WebGPU Benchmark
GEMM — Matrix Multiplication
Apples-to-apples comparison: MindLang AOT-compiled WGSL shader vs ONNX Runtime Web's WebGPU backend. Same operation (1024×1024 GEMM), same GPU, same browser — 2 GFLOP of floating-point work per run.
AOT-compiled WGSL via mindc --target webgpu. Fetches pre-compiled gemm.wgsl with 8x4 register tiling, vec4 loads, and bank-conflict-free shared memory. Dispatches 128x64 output tiles via 16x16 workgroups.
ONNX Runtime Web 1.21 with WebGPU execution provider. Loads a static-shape MatMul model (matching the selected size), creates InferenceSession, and runs inference.
Source Code
MindLang source — tiled GEMM kernel with static tensor types, shared memory tiles, and workgroup barrier synchronization.
Compiled WGSL output from mindc. This is exactly what runs on your GPU — no runtime JIT, no graph construction overhead.
MIND project manifest. Declares the WebGPU target, 16x16 workgroup size, and high-performance power preference.
Methodology
Both paths perform the identical mathematical operation: C = A × B where A, B, C are 1024×1024 f32 matrices. Each run includes 1 warmup dispatch (not counted) followed by 5 timed dispatches with queue.onSubmittedWorkDone() synchronization between each.
MindLang uses a pre-compiled WGSL compute shader fetched from /bench/gemm/gemm.wgsl. The shader uses 8×4 register tiling (32 FMAs per inner-loop iteration), bank-conflict-free shared memory (stride-17 padding), and vec4 vectorized loads. Shader compile time is measured separately and not included in the dispatch average.
ONNX Runtime Web v1.21 uses the WebGPU execution provider. A static-shape MatMul ONNX model matching the selected size is loaded, giving ONNX RT full opportunity to specialize its kernel. Session init time (including ONNX graph compilation to WGSL) is measured separately.

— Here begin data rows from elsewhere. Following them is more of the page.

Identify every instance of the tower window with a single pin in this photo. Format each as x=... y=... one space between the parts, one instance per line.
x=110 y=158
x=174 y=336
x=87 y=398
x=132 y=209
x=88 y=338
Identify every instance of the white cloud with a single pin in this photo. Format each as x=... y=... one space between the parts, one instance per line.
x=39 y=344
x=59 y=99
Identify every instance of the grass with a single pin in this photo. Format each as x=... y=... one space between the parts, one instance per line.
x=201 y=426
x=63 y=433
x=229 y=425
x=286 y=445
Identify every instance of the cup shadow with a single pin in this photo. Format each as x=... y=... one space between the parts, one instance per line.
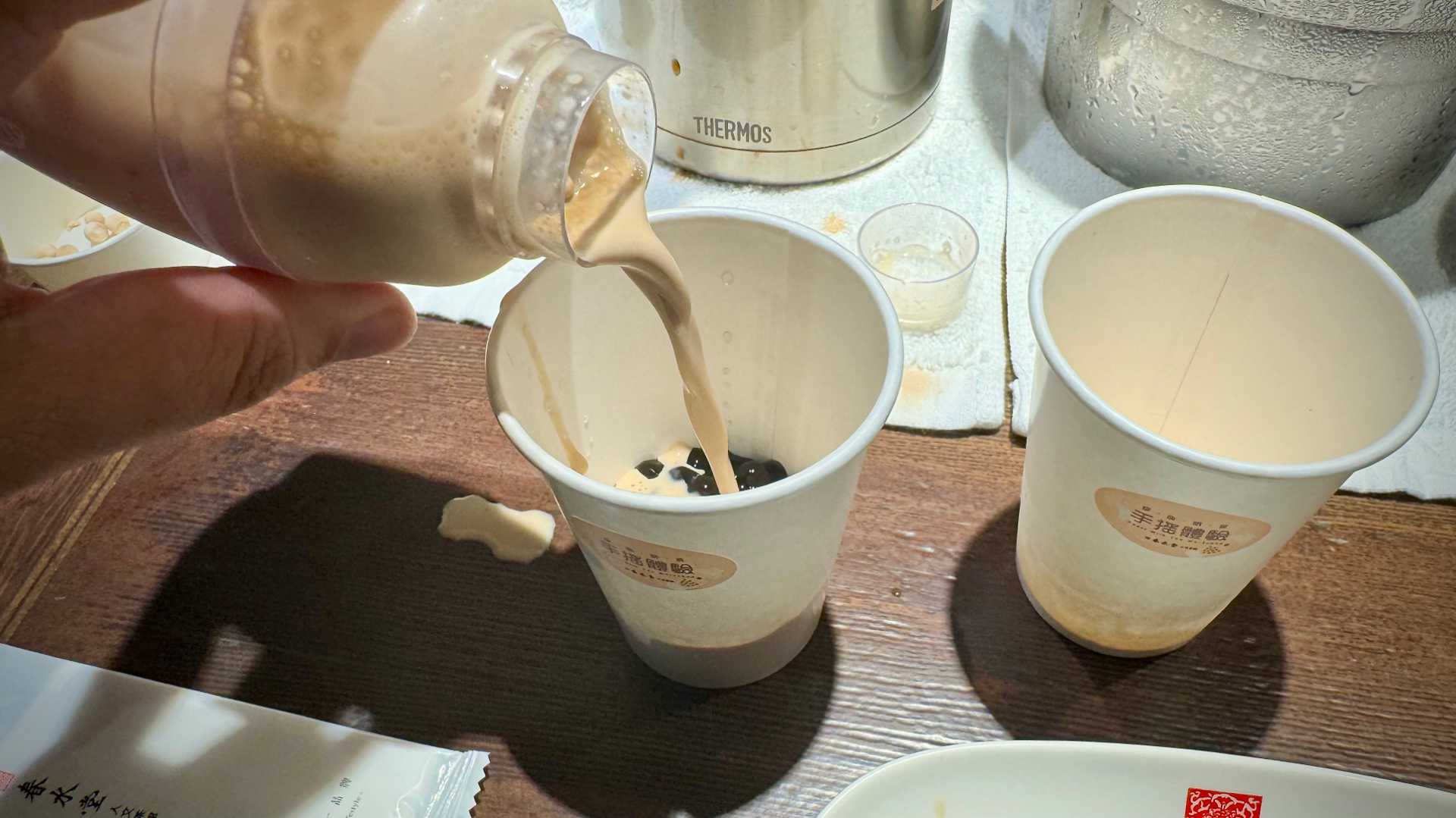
x=1220 y=691
x=362 y=613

Include Compile toggle amortizes each side's compile/init cost across all timed runs: effective = (compile + Σdispatch) / N. MindLang's “compile” is fetching a pre-built WGSL file and creating a pipeline; ONNX RT's init includes runtime WGSL shader generation from the ONNX graph.
Results vary by GPU, driver version, browser, and system load. Requires Chrome 113+, Edge 113+, or another browser with WebGPU enabled.